Crash of a Beechcraft E90 King Air in Sotillo de las Palomas: 4 killed

Date & Time: Dec 4, 2016 at 1617 LT
Type of aircraft:
Registration:
N79CT
Flight Phase:
Flight Type:
Survivors:
No
Schedule:
Madrid – Cascais
MSN:
LW-303
YOM:
1979
Country:
Region:
Crew on board:
1
Crew fatalities:
Pax on board:
3
Pax fatalities:
Other fatalities:
Total fatalities:
4
Circumstances:
The twin engine aircraft departed Madrid-Cuatro Vientos Airport on a private flight to Cascais, Portugal, carrying three passengers and one pilot. One of the reasons for the flight was to repair the weather radar at a Portuguese maintenance center that specialized in this equipment. The pilot had to delay the takeoff until 1557LT due to bad weather conditions. The aerodrome of Cuatros Vietnos was in instrument conditions (IMC), which forced its closing from 0900LT until 1444LT. At 1615LT, the aircraft was en route, climbing from flight level 190 to its authorized cruise level of 210. Moments later, according to a detailed analysis of the data taken from the radar, there was a yaw to the left, and the aircraft started to turn in this direction and suddenly lose altitude. After this event, the airspeed fell quickly and gradually until the aircraft stalled. The aircraft went into a spin, which after some time turned into a flat spin. As the airplane descended out of control, and with the spin fully developped, loads were placed on the horizontal tail that exceeded the design loads, causing the tail to break up in flight into five parts before the aircraft impacted the ground. The aircraft was completely destroyed by the impact and sibsequent fire, and its four occupants were killed in the accident.
Probable cause:
The investigation has concluded that this accident was caused by the loss of control of the aircraft in flight due to a stall and subsequent spin. Due to the high degree of destruction of the aircraft's wreckage after the ground impact and subsequent fire, and the lack of other pertinent data to do so, it has not been possible to determine with precision the sequence of the process leading to the aircraft stall/spin.
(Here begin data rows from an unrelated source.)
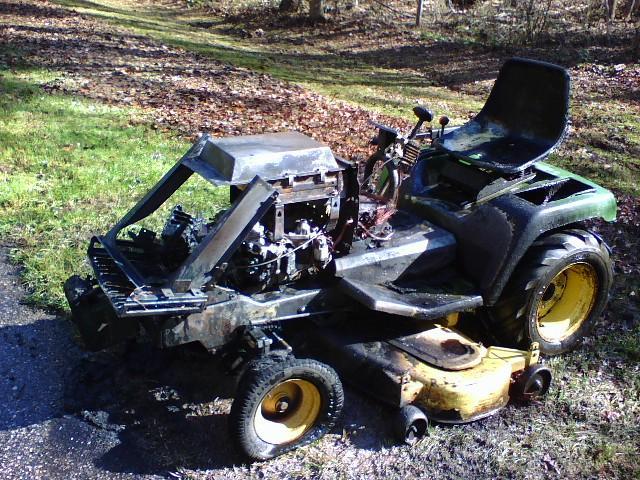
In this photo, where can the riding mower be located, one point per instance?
(322, 269)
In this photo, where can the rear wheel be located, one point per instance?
(557, 293)
(284, 405)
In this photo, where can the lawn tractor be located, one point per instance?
(322, 270)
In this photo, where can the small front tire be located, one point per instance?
(284, 405)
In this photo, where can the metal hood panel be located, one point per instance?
(237, 160)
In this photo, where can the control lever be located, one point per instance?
(424, 115)
(444, 121)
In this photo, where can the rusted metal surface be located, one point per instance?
(272, 156)
(227, 234)
(399, 378)
(217, 324)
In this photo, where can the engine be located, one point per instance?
(262, 261)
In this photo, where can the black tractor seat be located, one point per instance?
(524, 120)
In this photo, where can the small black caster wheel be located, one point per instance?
(532, 384)
(410, 425)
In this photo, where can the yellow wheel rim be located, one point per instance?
(567, 302)
(287, 411)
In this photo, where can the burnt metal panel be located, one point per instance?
(416, 248)
(416, 304)
(236, 160)
(228, 233)
(216, 325)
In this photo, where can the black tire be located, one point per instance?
(410, 425)
(532, 384)
(374, 169)
(556, 294)
(283, 405)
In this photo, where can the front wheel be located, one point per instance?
(557, 293)
(284, 405)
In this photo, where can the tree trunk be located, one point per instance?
(316, 9)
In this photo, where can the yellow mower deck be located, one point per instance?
(450, 377)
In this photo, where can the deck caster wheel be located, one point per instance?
(533, 383)
(284, 405)
(411, 425)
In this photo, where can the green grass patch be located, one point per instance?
(360, 82)
(70, 169)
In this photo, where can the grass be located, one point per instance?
(363, 81)
(69, 169)
(384, 90)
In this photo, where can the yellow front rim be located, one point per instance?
(287, 411)
(567, 302)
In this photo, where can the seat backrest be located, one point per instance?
(530, 98)
(523, 120)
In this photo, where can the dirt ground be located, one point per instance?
(68, 414)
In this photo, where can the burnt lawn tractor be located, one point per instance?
(321, 270)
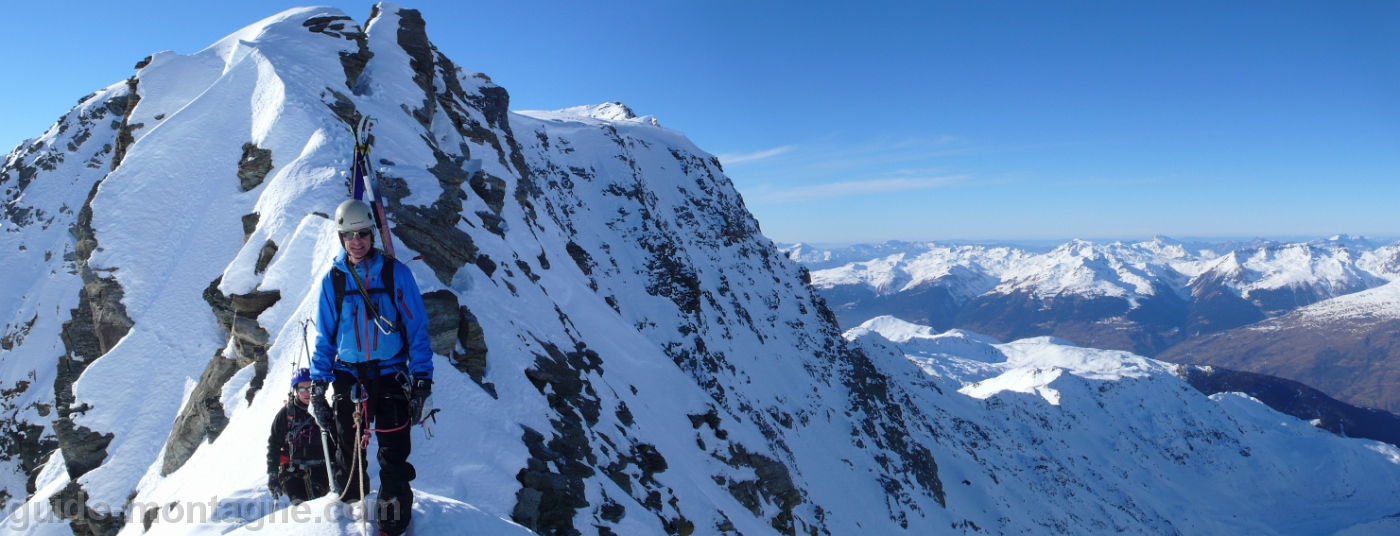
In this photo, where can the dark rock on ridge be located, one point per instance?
(1299, 400)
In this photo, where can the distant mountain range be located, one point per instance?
(1183, 301)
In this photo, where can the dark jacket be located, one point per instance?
(294, 438)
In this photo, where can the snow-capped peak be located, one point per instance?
(611, 112)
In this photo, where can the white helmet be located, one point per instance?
(353, 216)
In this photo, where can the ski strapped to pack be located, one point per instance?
(364, 185)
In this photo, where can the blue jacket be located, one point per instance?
(357, 337)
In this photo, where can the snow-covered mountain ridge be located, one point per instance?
(619, 349)
(1102, 423)
(1143, 295)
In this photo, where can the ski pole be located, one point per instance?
(325, 451)
(325, 435)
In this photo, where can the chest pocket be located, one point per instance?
(368, 333)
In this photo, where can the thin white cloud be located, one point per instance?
(856, 188)
(749, 157)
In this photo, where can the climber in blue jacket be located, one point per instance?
(373, 347)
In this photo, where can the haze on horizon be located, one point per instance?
(847, 123)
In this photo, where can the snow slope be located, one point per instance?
(1109, 441)
(653, 364)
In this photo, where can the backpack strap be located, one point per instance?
(339, 281)
(387, 276)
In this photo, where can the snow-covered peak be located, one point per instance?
(606, 112)
(1319, 270)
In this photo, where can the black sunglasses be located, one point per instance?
(356, 234)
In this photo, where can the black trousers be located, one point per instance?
(388, 409)
(304, 483)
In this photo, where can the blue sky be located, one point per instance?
(857, 122)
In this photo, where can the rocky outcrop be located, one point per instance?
(95, 326)
(72, 504)
(203, 417)
(454, 326)
(254, 167)
(265, 255)
(552, 483)
(123, 108)
(352, 62)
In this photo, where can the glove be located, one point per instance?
(319, 410)
(422, 399)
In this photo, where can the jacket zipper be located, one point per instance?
(354, 318)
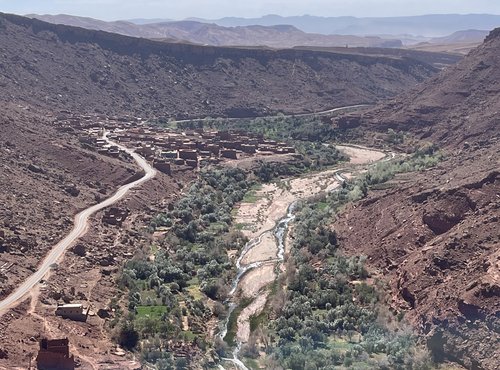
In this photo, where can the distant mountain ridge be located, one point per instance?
(276, 36)
(432, 25)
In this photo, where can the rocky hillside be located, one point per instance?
(435, 235)
(63, 67)
(277, 36)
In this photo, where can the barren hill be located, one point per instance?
(436, 234)
(278, 36)
(82, 70)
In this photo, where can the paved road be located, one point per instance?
(79, 229)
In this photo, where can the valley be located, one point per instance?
(176, 206)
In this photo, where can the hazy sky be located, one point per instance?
(212, 9)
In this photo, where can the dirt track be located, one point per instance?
(80, 228)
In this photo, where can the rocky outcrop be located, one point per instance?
(119, 74)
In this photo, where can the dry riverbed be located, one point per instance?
(259, 216)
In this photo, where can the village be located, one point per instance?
(167, 149)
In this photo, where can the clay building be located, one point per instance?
(73, 312)
(188, 154)
(54, 355)
(162, 165)
(229, 153)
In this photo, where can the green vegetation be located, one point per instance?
(331, 317)
(170, 291)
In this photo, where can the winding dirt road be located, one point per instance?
(79, 229)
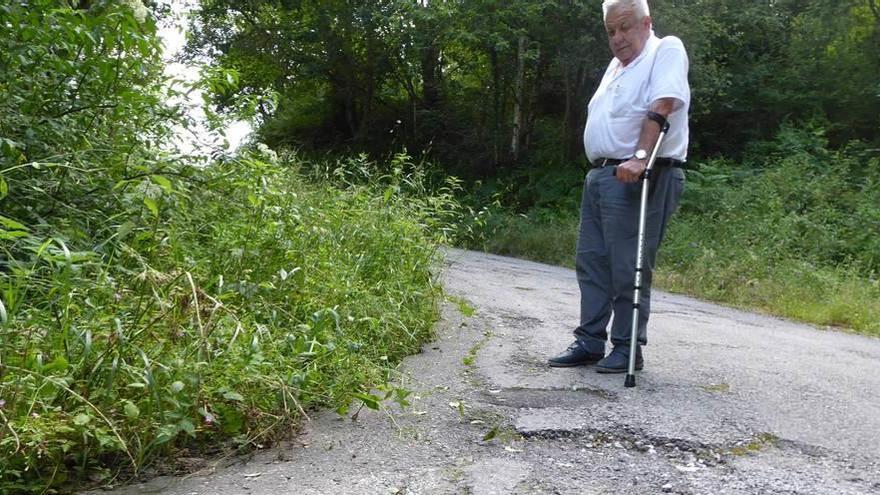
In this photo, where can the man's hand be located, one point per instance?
(631, 170)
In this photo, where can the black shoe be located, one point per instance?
(575, 355)
(618, 360)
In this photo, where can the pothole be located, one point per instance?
(540, 398)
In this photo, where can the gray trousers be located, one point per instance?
(606, 251)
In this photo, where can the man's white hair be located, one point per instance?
(640, 7)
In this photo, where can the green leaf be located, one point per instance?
(11, 224)
(369, 400)
(163, 182)
(151, 204)
(57, 364)
(4, 318)
(187, 426)
(81, 419)
(232, 395)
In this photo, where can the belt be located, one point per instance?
(659, 162)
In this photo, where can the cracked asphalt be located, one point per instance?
(729, 403)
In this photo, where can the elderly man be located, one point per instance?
(644, 85)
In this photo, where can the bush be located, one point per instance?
(240, 298)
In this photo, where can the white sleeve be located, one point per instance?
(669, 73)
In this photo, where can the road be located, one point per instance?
(729, 403)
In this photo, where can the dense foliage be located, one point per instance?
(490, 83)
(148, 305)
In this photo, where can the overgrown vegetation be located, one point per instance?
(794, 232)
(147, 304)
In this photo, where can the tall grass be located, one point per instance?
(224, 304)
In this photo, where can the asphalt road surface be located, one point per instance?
(729, 402)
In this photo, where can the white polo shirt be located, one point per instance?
(617, 110)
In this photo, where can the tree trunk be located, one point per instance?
(518, 99)
(496, 105)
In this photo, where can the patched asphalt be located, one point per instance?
(729, 402)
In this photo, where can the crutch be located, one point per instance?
(640, 254)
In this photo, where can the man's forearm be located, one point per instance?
(651, 128)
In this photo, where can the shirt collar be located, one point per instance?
(650, 46)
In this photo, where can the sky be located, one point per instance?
(199, 140)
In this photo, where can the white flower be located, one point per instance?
(138, 10)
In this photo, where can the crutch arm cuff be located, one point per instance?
(661, 120)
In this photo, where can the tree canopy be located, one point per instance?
(488, 83)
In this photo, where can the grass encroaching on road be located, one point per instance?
(793, 233)
(218, 313)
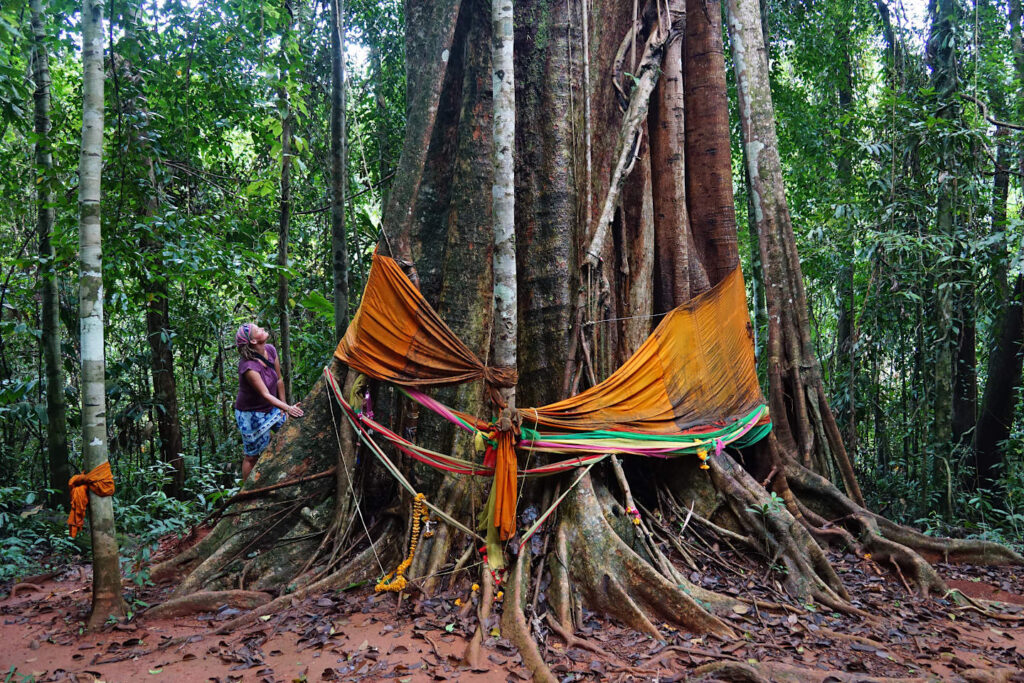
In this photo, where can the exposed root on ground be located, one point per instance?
(612, 578)
(808, 572)
(514, 625)
(907, 552)
(363, 567)
(208, 601)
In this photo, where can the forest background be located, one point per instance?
(902, 174)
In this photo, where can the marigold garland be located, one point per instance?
(395, 581)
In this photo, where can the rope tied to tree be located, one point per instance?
(99, 481)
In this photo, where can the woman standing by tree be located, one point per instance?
(257, 410)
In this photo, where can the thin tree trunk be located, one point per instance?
(56, 420)
(339, 172)
(800, 408)
(155, 285)
(674, 249)
(107, 600)
(284, 316)
(846, 366)
(709, 157)
(995, 416)
(503, 191)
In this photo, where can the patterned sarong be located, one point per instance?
(256, 428)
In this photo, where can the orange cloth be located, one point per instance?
(505, 480)
(99, 481)
(695, 370)
(396, 336)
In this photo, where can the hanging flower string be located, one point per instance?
(634, 515)
(395, 581)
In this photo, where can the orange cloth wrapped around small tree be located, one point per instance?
(99, 481)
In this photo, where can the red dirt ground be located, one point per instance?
(358, 636)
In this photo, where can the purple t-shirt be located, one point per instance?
(249, 398)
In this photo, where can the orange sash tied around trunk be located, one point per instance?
(99, 481)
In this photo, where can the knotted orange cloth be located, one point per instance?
(99, 481)
(694, 371)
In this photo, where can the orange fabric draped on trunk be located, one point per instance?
(396, 336)
(99, 481)
(696, 369)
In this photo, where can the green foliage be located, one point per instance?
(32, 537)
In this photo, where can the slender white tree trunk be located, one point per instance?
(503, 191)
(107, 600)
(339, 172)
(284, 225)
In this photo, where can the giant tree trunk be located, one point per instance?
(801, 415)
(56, 420)
(589, 553)
(107, 600)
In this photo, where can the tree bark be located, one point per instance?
(107, 600)
(56, 420)
(675, 258)
(709, 156)
(284, 315)
(799, 406)
(285, 210)
(339, 170)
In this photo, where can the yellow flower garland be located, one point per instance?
(395, 581)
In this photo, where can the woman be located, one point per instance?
(257, 410)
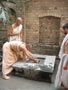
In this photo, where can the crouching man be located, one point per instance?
(11, 52)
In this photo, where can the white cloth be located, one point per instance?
(62, 75)
(16, 30)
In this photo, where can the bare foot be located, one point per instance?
(5, 77)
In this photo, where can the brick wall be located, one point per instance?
(42, 24)
(42, 20)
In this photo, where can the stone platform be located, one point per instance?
(44, 68)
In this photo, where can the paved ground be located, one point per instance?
(18, 83)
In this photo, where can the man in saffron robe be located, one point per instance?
(11, 52)
(62, 73)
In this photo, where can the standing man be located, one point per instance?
(11, 51)
(15, 31)
(62, 73)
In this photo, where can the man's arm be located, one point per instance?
(10, 33)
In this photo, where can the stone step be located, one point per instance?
(46, 65)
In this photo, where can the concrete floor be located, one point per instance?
(19, 83)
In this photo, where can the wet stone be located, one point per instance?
(33, 70)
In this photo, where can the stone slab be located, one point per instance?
(46, 64)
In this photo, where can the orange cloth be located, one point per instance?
(10, 55)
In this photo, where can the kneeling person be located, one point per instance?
(11, 52)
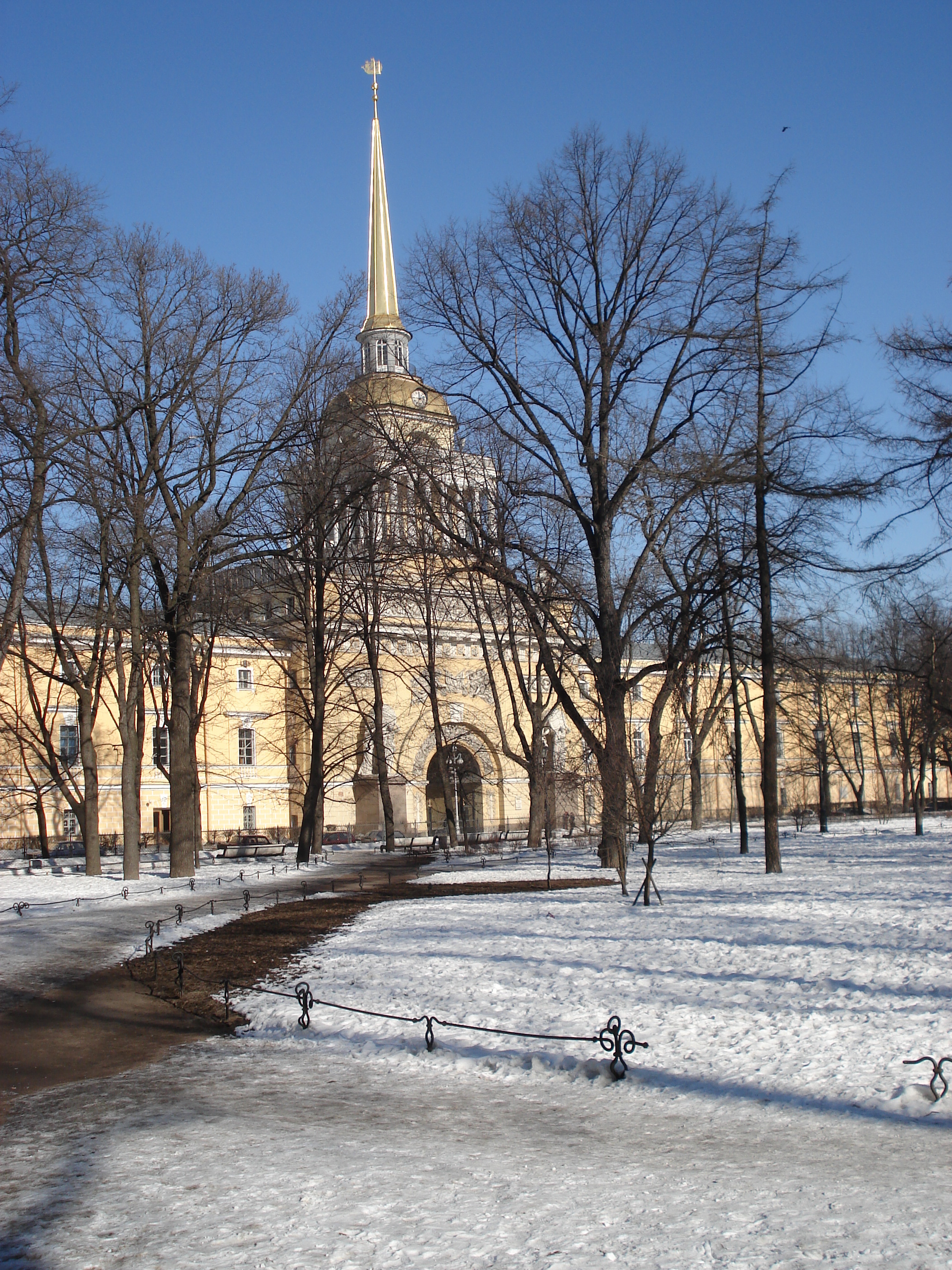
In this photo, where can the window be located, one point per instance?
(69, 742)
(160, 747)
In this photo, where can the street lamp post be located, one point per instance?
(820, 736)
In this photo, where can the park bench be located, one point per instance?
(253, 846)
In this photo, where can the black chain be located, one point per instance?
(612, 1037)
(937, 1075)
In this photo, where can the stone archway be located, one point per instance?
(466, 782)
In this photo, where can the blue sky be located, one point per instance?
(245, 129)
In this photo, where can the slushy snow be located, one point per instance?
(771, 1122)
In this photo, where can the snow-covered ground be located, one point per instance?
(771, 1123)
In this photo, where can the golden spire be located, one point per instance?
(381, 276)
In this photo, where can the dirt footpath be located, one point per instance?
(136, 1014)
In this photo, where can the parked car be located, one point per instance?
(68, 847)
(254, 846)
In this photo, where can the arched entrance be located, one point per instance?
(466, 791)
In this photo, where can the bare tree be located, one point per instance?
(796, 431)
(922, 361)
(590, 319)
(201, 357)
(49, 240)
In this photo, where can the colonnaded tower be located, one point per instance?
(481, 788)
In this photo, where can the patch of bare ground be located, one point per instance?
(137, 1012)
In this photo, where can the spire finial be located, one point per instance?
(374, 68)
(383, 309)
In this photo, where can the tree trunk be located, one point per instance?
(613, 766)
(649, 869)
(313, 812)
(380, 745)
(131, 807)
(182, 769)
(442, 766)
(131, 723)
(197, 794)
(738, 728)
(41, 827)
(769, 677)
(696, 790)
(537, 791)
(920, 797)
(91, 788)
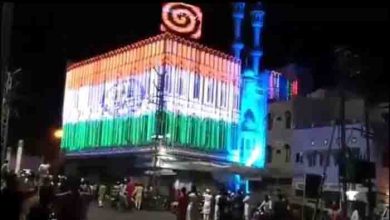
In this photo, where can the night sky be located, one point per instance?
(46, 36)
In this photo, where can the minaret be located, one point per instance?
(238, 16)
(257, 19)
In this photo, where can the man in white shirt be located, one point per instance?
(246, 207)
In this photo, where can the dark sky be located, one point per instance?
(45, 36)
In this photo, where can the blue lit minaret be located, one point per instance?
(257, 19)
(238, 16)
(253, 105)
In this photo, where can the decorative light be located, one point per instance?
(351, 194)
(111, 100)
(183, 19)
(58, 133)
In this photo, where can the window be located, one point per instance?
(223, 94)
(196, 86)
(209, 91)
(321, 161)
(180, 86)
(288, 152)
(167, 83)
(287, 115)
(270, 119)
(326, 142)
(385, 159)
(299, 157)
(269, 154)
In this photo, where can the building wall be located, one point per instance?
(380, 126)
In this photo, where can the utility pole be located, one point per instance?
(342, 58)
(368, 151)
(159, 125)
(6, 76)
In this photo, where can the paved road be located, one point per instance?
(96, 213)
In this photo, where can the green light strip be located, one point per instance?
(187, 132)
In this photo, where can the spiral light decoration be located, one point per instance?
(182, 19)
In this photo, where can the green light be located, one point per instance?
(185, 131)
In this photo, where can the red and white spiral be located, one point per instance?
(182, 19)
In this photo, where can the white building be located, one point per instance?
(285, 119)
(318, 151)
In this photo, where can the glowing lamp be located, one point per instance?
(58, 133)
(254, 156)
(351, 195)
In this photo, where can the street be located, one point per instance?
(96, 213)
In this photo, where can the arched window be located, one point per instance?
(180, 87)
(269, 154)
(270, 119)
(197, 86)
(287, 115)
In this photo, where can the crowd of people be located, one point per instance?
(41, 196)
(27, 195)
(226, 205)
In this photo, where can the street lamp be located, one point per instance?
(58, 134)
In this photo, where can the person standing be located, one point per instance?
(335, 212)
(12, 198)
(266, 207)
(355, 215)
(246, 201)
(216, 206)
(101, 194)
(193, 205)
(72, 204)
(224, 206)
(207, 204)
(238, 206)
(137, 194)
(130, 189)
(182, 205)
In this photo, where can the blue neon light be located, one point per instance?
(253, 112)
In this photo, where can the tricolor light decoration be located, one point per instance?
(182, 19)
(110, 100)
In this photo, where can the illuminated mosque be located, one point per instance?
(170, 102)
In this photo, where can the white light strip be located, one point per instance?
(137, 95)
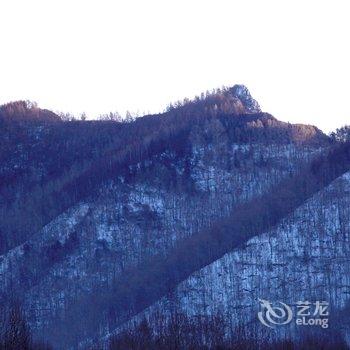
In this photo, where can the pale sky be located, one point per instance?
(106, 55)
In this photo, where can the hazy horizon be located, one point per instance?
(96, 57)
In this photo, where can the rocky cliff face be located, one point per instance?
(219, 152)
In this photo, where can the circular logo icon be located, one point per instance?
(271, 316)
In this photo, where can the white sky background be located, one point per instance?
(100, 56)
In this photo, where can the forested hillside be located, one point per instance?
(100, 220)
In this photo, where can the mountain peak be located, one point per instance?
(242, 93)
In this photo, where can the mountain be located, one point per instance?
(103, 222)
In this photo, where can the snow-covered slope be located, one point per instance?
(92, 243)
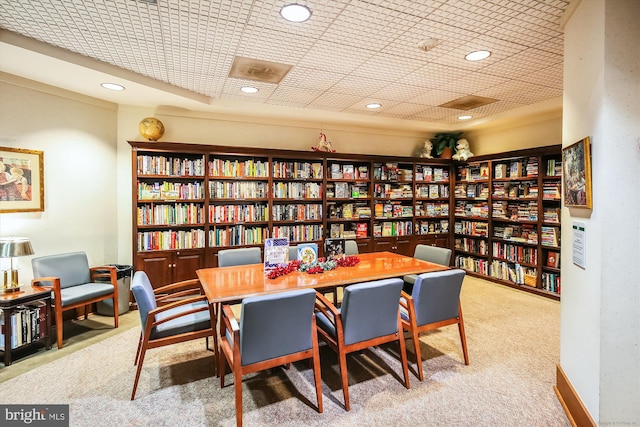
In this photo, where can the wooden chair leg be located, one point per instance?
(59, 326)
(342, 357)
(416, 346)
(138, 370)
The investigation identified the following contributing factors:
- The decision to make the flight with adverse meteorological conditions (IMC) along the planned route, considering the fact that the weather radar was not operational.
- The forecast of moderate to strong icing conditions in areas of the route (presence of cumulonimbus with caps of up to 35,000 feet and with temperatures between -17°C and -19°C at flight level FL180) suggests that the formation of ice or its accumulation on the aircraft has been a significant contributory factor in this accident
- The use of the autopilot and the failure to disengage it when the emergency situation arose, as it is concluded from the detailed analysis of the radar data, could have contributed significantly to the process that resulted in the loss of control of the aircraft.
- The inadequate training of the pilot (who lacked the type rating for the accident aircraft) in abnormal or emergency situations on the accident aircraft.